Re: I18N issue: case-sensitivity of locale subdirectories

On Wed, Apr 29, 2009 at 7:16 AM, Robin Berjon <robin@berjon.com> wrote:
> Hi,
>
> the following issue has cropped up in the I18N model as described in the
> excellent I18N document from Marcos[0].
>
> Assume we have two localisation subdirectories:
>
>  locales/en/
>  locales/EN/
>
> What happens? BCP47 (which we reference) is defined to be case-insensitive
> so it doesn't help us much in this respect.
>
> There are multiple options:
>
>  a) we define a canonical casing and all others are ignored;
>  b) we select an order of priority and we only consider one (the first to
> match);
>  c) we select an order of priority and we merge them all (in that order,
> with a given precedence rule);
>  d) the device on which the user agent is catches fire.
>
> I think that (a) should be ruled out because as BCP47 tells us, ISO639-1
> recommends lowercase (language codes), ISO3166-1 recommends uppercase
> (country codes), and ISO15924 recommends titlecase (script codes). These are
> different, but likely to be confusing, and I don't think that developers
> should have to worry about that.
>
> I'd like to reject (d) as out of line with our design preferences.
>
> I don't have a strong opinion on this, but I do I have a preference for a
> rule based on (b): if multiple locale subdirectories have the same
> case-insensitive name, then the one that comes first in ASCII-code order
> (e.g. in order: EN, En, eN, en) is used and the others are ignored.
>
> The argument in favour of only using one is that we already have to merge
> multiple directories, and adding one merge operation for what is in all
> probability a user error seems like too much complexity for little value
> (I'm happy to be contradicted by implementers however).

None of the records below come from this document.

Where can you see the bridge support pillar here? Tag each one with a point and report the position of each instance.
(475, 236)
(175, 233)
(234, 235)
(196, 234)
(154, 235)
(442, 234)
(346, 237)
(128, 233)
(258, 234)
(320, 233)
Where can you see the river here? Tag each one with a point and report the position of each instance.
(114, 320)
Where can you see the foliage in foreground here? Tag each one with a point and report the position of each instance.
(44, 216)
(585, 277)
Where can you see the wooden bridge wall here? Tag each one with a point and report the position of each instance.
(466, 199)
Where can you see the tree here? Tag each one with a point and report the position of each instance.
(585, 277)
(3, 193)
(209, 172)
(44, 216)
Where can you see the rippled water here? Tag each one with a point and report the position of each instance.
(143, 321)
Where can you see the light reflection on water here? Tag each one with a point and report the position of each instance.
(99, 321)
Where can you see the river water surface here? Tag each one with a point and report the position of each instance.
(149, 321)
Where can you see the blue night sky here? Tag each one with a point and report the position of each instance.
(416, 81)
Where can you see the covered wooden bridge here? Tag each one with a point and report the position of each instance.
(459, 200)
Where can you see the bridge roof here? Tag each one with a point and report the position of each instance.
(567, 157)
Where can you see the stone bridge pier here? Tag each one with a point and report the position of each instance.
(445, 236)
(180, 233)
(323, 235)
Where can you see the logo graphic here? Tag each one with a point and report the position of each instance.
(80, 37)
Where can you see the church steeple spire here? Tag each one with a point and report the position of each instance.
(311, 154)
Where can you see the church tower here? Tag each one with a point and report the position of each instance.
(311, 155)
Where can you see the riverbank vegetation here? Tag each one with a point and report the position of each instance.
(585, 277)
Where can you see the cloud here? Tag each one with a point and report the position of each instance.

Picking ASCII-code
> order is based on the fact that the directory names must be ASCII here (the
> others must be discarded), and picking the first is arbitrary.

I strongly agree. (c) would add a lot of code that would likely never
be used which means is bad because dead code is always bad, and also
because if in the rare case it is actually used, it's much more likely
to be buggy.

I don't have an opinion on which of the two directories should take
priority, as long as it's one of them. I'd probably argue for using
the first in ASCII-code order since that seems the simplest to
implement, but I'm open to other suggestions.

/ Jonas

Received on Friday, 1 May 2009 06:42:50 UTC